The course is broken into six general parts. The first part, which occurs during weeks 1 through 3, begins with a very broad overview of the natural and cultural history of the New World since the end of the last ice age that sets the context for discussions about the Northwest. This is followed by coverage of the history of archaeological work in the region with an emphasis on how this history is closely tied to the growth and development of the region.


The second part, weeks 4 through 7 addresses the environmental and cultural history of the region including the Northwest Coast and the southern Plateau. Specific sites, artifact types, and cultural historical sequences are covered.


Weeks 8 through 11 (including a week of spring break) deal with how archaeologists use archaeological information to interpret human behavior. The study of economic systems through analysis of subsistence and trade, the study of social organization through analysis of houses, and cemeteries—with a special focus on slavery and warfare—is examined. Again, specific sites and models relating to the northwest are presented.

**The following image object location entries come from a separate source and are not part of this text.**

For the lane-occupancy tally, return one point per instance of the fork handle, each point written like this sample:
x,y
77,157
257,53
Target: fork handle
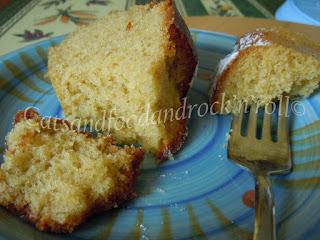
x,y
265,228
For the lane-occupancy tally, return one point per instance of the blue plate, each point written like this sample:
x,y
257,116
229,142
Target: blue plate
x,y
200,194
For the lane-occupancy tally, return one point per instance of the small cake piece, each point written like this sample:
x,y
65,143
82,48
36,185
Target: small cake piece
x,y
128,73
264,65
56,177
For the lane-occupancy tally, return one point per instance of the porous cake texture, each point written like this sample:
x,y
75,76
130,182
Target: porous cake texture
x,y
56,177
129,72
264,65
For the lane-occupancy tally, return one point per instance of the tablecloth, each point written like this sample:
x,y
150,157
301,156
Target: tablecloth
x,y
23,22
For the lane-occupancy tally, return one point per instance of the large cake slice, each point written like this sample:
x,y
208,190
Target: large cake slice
x,y
264,65
128,72
56,177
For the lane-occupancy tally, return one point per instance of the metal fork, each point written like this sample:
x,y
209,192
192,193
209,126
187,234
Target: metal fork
x,y
262,157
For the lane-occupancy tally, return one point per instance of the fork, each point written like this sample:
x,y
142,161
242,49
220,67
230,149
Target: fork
x,y
262,157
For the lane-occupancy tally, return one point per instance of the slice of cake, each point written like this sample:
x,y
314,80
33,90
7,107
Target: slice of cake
x,y
56,177
264,65
128,72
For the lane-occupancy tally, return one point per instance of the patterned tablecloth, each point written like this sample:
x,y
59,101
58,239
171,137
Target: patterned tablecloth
x,y
26,21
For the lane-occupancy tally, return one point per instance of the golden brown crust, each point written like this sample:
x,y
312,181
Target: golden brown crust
x,y
124,189
184,65
253,41
100,205
221,81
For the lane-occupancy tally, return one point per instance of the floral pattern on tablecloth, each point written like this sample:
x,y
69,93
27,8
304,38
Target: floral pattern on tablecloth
x,y
40,19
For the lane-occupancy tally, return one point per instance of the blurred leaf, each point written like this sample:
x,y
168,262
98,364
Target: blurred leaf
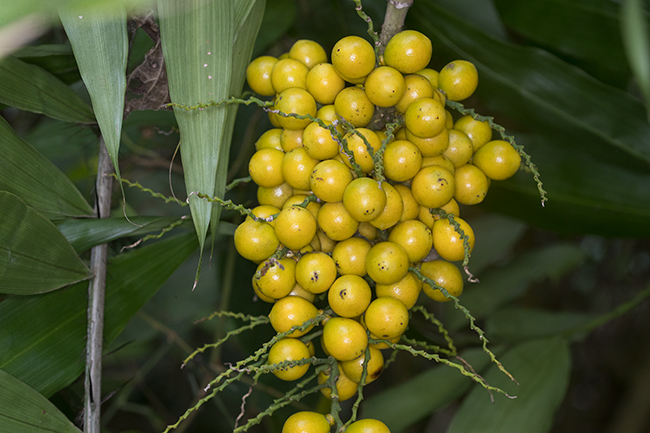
x,y
100,44
35,258
248,17
497,235
636,40
31,88
29,175
58,60
23,410
517,324
278,18
499,286
42,337
542,369
86,233
544,93
587,31
575,114
585,195
405,404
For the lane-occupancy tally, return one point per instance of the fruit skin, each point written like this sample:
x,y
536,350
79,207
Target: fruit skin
x,y
353,57
386,318
458,79
387,262
258,75
433,186
315,272
295,227
408,51
448,242
497,159
292,311
344,339
349,296
306,422
367,425
385,86
425,117
364,199
255,240
289,349
444,274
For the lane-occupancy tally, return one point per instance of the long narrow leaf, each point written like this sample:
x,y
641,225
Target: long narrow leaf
x,y
42,337
32,177
24,410
34,255
248,18
197,40
100,44
31,88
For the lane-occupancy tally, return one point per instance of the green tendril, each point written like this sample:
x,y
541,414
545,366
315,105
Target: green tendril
x,y
510,139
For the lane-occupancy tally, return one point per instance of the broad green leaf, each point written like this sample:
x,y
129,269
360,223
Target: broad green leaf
x,y
24,410
31,88
248,17
58,60
86,233
586,31
585,195
197,40
101,47
35,257
42,337
542,369
496,237
543,93
498,286
636,40
405,404
32,177
587,130
517,324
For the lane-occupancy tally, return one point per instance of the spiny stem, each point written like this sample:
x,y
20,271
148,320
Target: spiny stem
x,y
510,139
468,315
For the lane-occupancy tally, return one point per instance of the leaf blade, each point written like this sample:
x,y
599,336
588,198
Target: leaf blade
x,y
31,88
24,410
42,337
35,258
32,177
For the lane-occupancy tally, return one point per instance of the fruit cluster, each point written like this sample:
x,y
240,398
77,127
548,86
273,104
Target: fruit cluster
x,y
359,186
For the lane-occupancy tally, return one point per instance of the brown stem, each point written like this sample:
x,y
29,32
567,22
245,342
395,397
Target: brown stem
x,y
96,291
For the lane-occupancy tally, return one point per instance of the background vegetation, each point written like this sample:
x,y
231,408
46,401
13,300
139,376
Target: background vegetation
x,y
562,287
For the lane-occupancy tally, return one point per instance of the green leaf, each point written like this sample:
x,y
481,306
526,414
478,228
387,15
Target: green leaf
x,y
499,286
517,324
248,18
42,337
35,257
405,404
544,93
542,369
24,410
586,31
585,195
58,60
32,177
85,234
101,47
31,88
636,40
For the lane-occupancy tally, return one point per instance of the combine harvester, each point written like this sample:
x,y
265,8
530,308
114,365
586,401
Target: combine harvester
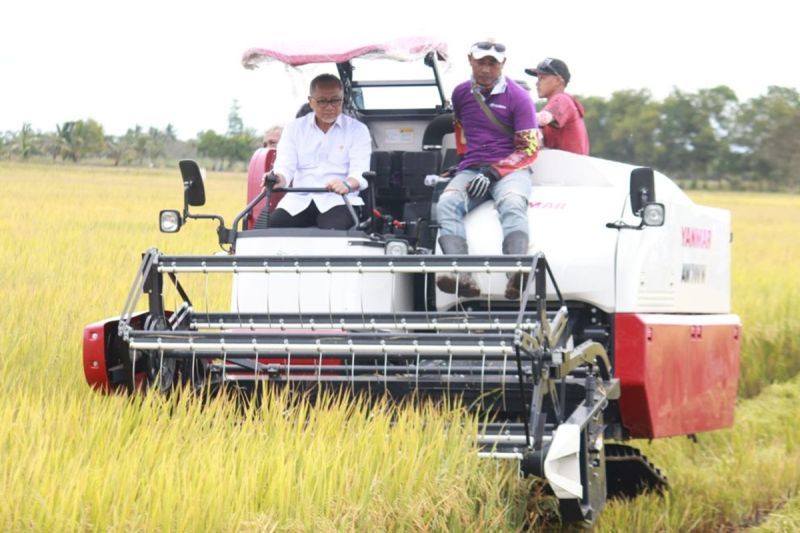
x,y
623,331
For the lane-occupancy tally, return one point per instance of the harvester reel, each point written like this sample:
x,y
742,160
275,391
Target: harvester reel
x,y
159,371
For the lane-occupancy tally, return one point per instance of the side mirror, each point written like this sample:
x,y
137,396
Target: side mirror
x,y
193,190
643,189
653,214
169,221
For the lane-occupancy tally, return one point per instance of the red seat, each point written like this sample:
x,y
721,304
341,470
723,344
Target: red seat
x,y
260,164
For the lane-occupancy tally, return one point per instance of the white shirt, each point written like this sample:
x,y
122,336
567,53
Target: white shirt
x,y
308,157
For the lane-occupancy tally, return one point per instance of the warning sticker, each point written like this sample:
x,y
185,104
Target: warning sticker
x,y
400,135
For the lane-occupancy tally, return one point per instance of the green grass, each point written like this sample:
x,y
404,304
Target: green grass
x,y
73,459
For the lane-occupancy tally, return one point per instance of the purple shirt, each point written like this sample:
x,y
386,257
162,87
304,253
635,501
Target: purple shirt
x,y
511,104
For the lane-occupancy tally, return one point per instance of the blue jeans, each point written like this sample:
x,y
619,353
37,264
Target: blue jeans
x,y
510,196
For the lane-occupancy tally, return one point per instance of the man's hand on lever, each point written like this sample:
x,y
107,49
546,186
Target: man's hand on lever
x,y
273,181
341,187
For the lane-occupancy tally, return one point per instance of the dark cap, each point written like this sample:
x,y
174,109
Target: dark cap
x,y
550,66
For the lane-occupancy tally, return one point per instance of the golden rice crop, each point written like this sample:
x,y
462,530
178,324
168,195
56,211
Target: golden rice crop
x,y
73,459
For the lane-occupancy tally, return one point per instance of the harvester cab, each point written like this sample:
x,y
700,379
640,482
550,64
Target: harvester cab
x,y
623,330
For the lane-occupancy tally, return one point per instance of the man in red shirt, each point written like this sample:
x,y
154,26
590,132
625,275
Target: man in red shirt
x,y
561,119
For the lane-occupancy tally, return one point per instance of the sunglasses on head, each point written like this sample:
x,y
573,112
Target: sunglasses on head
x,y
546,67
486,45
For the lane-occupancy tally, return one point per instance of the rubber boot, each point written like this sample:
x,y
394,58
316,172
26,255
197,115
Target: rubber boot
x,y
463,284
515,243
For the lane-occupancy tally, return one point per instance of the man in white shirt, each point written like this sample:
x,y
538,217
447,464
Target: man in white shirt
x,y
324,149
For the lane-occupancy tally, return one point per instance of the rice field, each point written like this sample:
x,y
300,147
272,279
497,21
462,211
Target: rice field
x,y
75,460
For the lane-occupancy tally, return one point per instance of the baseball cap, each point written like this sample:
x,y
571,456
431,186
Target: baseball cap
x,y
483,49
550,66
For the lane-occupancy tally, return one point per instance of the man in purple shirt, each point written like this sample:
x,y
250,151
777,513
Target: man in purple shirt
x,y
497,149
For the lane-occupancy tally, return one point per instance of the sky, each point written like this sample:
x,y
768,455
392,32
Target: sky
x,y
159,62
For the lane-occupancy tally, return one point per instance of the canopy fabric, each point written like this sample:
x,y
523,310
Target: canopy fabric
x,y
405,49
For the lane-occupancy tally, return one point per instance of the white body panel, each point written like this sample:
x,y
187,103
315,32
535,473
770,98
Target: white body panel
x,y
316,293
681,267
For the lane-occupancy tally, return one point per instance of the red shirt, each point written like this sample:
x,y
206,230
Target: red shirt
x,y
570,134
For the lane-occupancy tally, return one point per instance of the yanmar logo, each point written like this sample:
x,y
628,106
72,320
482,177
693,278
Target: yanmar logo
x,y
547,205
695,237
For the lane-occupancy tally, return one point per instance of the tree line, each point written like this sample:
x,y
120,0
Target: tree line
x,y
702,138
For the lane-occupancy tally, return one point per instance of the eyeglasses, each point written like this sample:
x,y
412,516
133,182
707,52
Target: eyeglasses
x,y
547,68
487,45
332,102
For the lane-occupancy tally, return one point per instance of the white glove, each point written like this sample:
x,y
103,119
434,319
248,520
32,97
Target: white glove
x,y
544,117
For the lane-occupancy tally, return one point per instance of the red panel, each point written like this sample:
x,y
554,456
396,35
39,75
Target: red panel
x,y
260,163
94,354
678,373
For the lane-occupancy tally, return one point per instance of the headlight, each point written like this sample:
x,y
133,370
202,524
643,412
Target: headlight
x,y
396,248
653,215
169,221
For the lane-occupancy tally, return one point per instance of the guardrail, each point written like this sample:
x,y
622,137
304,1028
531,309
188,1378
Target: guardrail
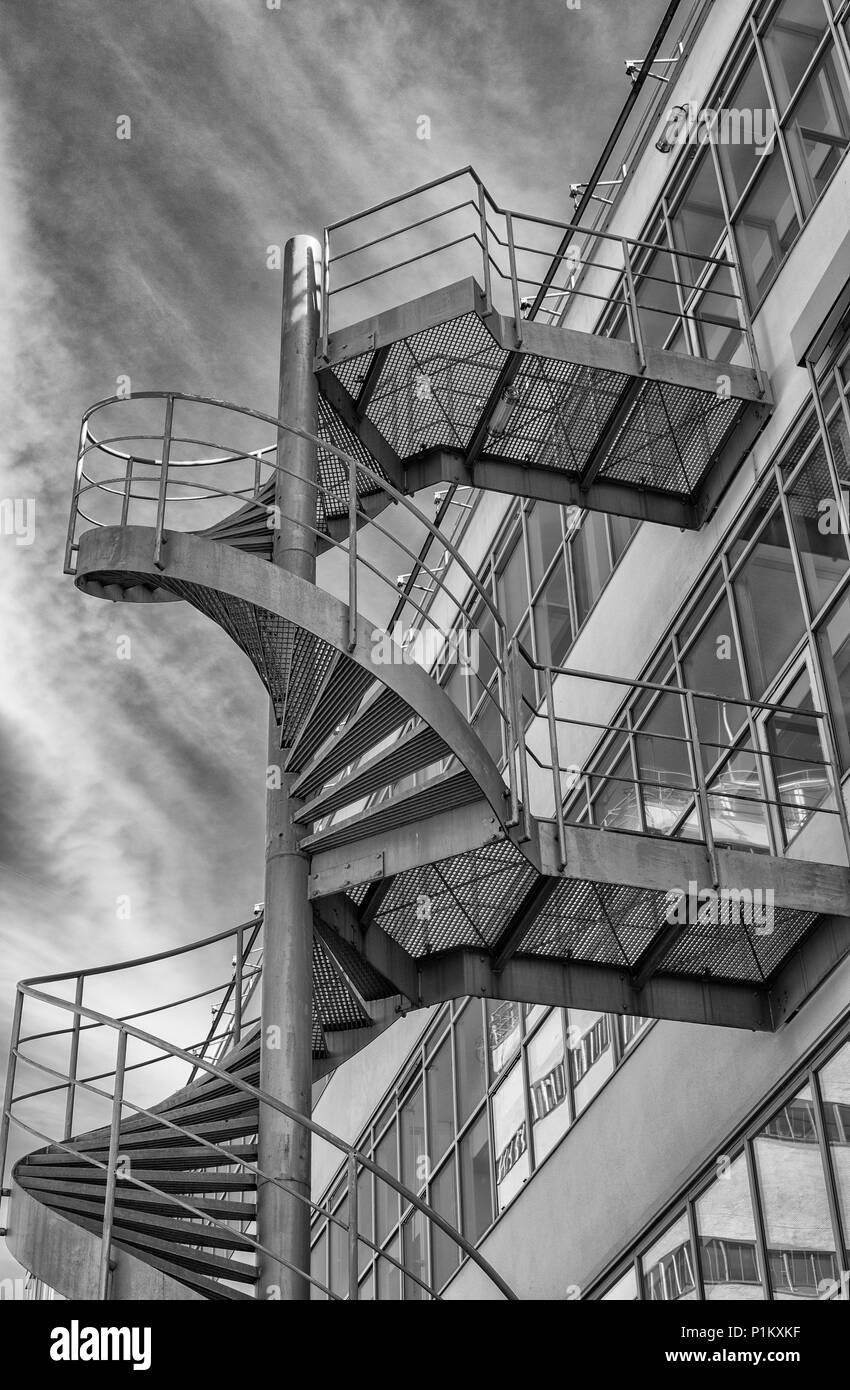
x,y
452,227
143,476
65,1080
695,788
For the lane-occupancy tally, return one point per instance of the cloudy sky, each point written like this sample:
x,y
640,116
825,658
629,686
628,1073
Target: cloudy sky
x,y
143,779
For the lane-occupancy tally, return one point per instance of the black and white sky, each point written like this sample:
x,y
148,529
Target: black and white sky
x,y
147,257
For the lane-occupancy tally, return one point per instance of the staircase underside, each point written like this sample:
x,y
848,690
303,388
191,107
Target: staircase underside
x,y
429,894
593,426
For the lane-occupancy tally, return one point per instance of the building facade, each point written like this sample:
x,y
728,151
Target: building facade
x,y
613,1157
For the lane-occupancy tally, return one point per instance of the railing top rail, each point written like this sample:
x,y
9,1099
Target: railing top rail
x,y
570,228
142,961
263,1098
635,683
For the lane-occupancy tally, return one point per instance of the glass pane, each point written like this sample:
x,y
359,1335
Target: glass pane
x,y
742,146
553,626
625,1289
736,802
657,299
717,319
590,563
510,1136
474,1154
789,45
727,1237
713,665
547,1084
445,1251
511,588
470,1054
318,1265
414,1158
364,1214
622,530
664,766
818,129
386,1198
835,1093
765,228
389,1278
440,1102
503,1030
768,605
699,221
797,759
590,1054
793,1201
668,1266
339,1251
415,1255
543,526
820,530
834,641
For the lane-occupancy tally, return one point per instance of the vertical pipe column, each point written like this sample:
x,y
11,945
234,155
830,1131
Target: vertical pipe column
x,y
286,1015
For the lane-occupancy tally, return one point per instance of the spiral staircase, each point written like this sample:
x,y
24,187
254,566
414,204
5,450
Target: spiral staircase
x,y
438,866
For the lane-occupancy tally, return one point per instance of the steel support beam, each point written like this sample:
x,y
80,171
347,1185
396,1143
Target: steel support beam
x,y
286,1015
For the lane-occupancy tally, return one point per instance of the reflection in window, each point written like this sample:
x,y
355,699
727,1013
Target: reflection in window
x,y
668,1266
504,1032
765,227
818,129
818,528
590,1054
547,1086
445,1253
768,603
475,1179
835,1094
796,1212
797,758
510,1137
440,1102
727,1236
790,43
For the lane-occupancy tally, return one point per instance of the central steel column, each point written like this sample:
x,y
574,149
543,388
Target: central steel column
x,y
286,1040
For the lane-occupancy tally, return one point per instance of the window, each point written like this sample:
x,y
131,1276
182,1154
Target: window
x,y
796,1212
834,1082
510,1137
727,1236
768,603
668,1266
475,1179
765,227
547,1086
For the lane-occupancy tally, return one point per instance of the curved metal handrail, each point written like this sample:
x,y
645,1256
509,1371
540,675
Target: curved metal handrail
x,y
125,1030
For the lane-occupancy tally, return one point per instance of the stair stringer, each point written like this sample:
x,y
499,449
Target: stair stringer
x,y
200,570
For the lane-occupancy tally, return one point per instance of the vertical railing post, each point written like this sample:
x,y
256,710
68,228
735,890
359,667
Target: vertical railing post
x,y
352,555
325,305
10,1083
128,483
634,313
700,786
485,246
163,495
109,1205
556,769
509,220
74,1058
353,1232
238,988
81,455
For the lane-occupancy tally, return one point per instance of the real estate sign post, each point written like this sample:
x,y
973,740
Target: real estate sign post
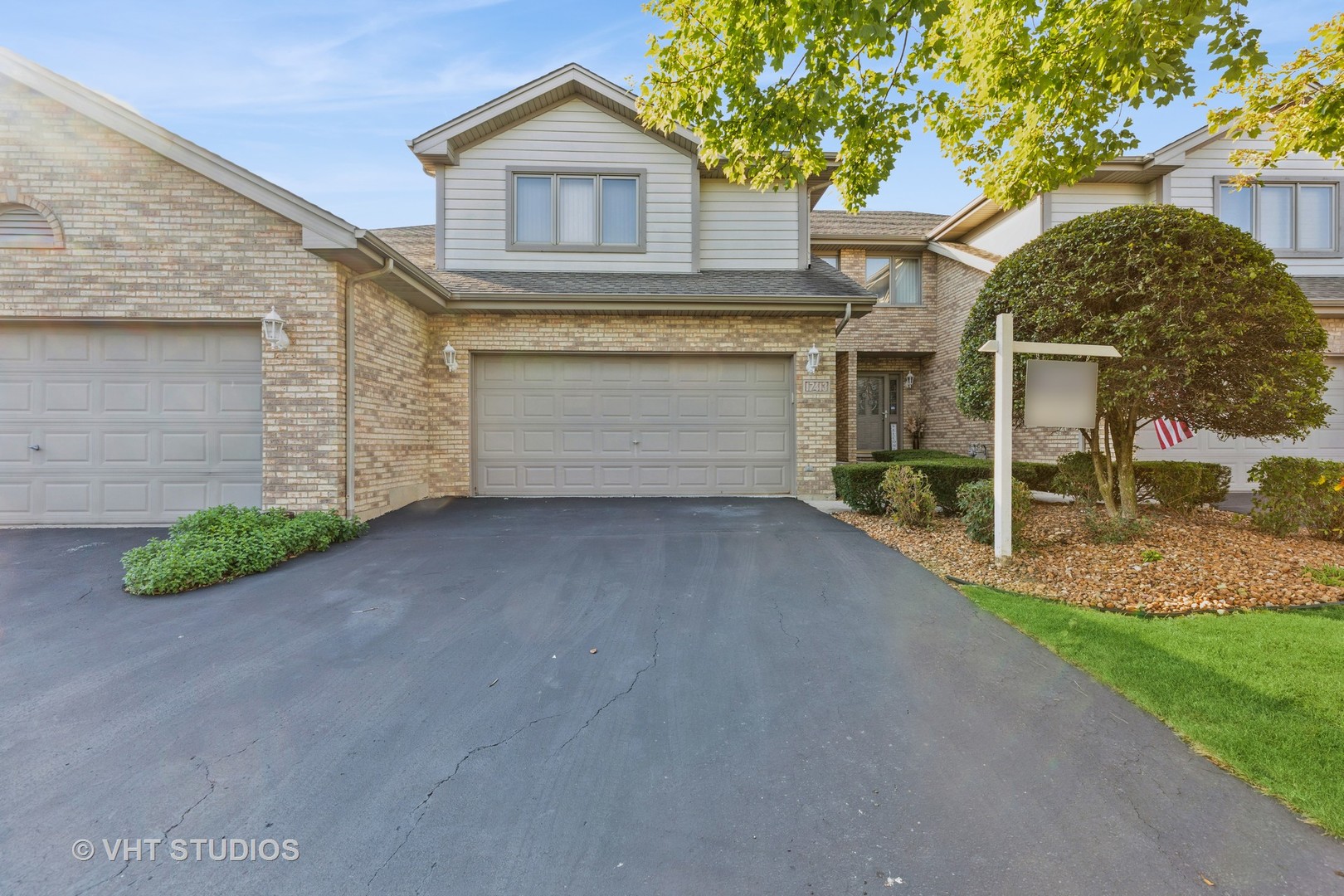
x,y
1004,347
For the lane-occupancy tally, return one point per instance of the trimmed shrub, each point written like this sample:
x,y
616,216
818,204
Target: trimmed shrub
x,y
912,455
1296,494
859,485
1176,485
977,509
1181,485
908,496
226,542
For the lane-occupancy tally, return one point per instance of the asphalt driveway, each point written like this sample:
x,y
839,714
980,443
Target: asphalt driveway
x,y
777,704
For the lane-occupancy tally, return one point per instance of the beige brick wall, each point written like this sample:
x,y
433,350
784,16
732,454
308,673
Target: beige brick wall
x,y
947,427
394,426
149,240
450,410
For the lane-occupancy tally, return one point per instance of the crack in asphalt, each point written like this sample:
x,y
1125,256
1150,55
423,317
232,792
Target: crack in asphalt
x,y
633,681
797,642
420,806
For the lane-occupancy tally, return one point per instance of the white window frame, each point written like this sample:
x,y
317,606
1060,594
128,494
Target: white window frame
x,y
637,175
886,301
1337,217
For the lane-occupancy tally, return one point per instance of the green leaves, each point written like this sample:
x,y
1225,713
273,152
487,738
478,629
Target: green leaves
x,y
1022,95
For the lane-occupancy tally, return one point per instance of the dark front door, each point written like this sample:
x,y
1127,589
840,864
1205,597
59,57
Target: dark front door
x,y
871,414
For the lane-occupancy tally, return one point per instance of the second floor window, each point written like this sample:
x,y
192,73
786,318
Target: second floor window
x,y
576,212
1288,218
894,280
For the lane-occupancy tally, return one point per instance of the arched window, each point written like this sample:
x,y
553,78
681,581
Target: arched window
x,y
26,227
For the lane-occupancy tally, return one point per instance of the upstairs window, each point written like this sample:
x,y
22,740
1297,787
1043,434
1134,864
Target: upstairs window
x,y
26,227
894,280
576,212
1288,218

Weeks 12 and 13 are dedicated to discussions of work in the northwest that has focused on the historic period. Included are sites associated with the Lewis and Clark Expedition, and the Hudson’s Bay Company. Also included are sites associated with Asian-American and Afro-American sites, a segment of the regional history that most students have no prior awareness of.


The final portion of the course is devoted to discussion of contemporary cultural and political issues associated with cultural resources. In particular, on-going litigation and regional projects involving Native American participation in the management of cultural resources will be reviewed.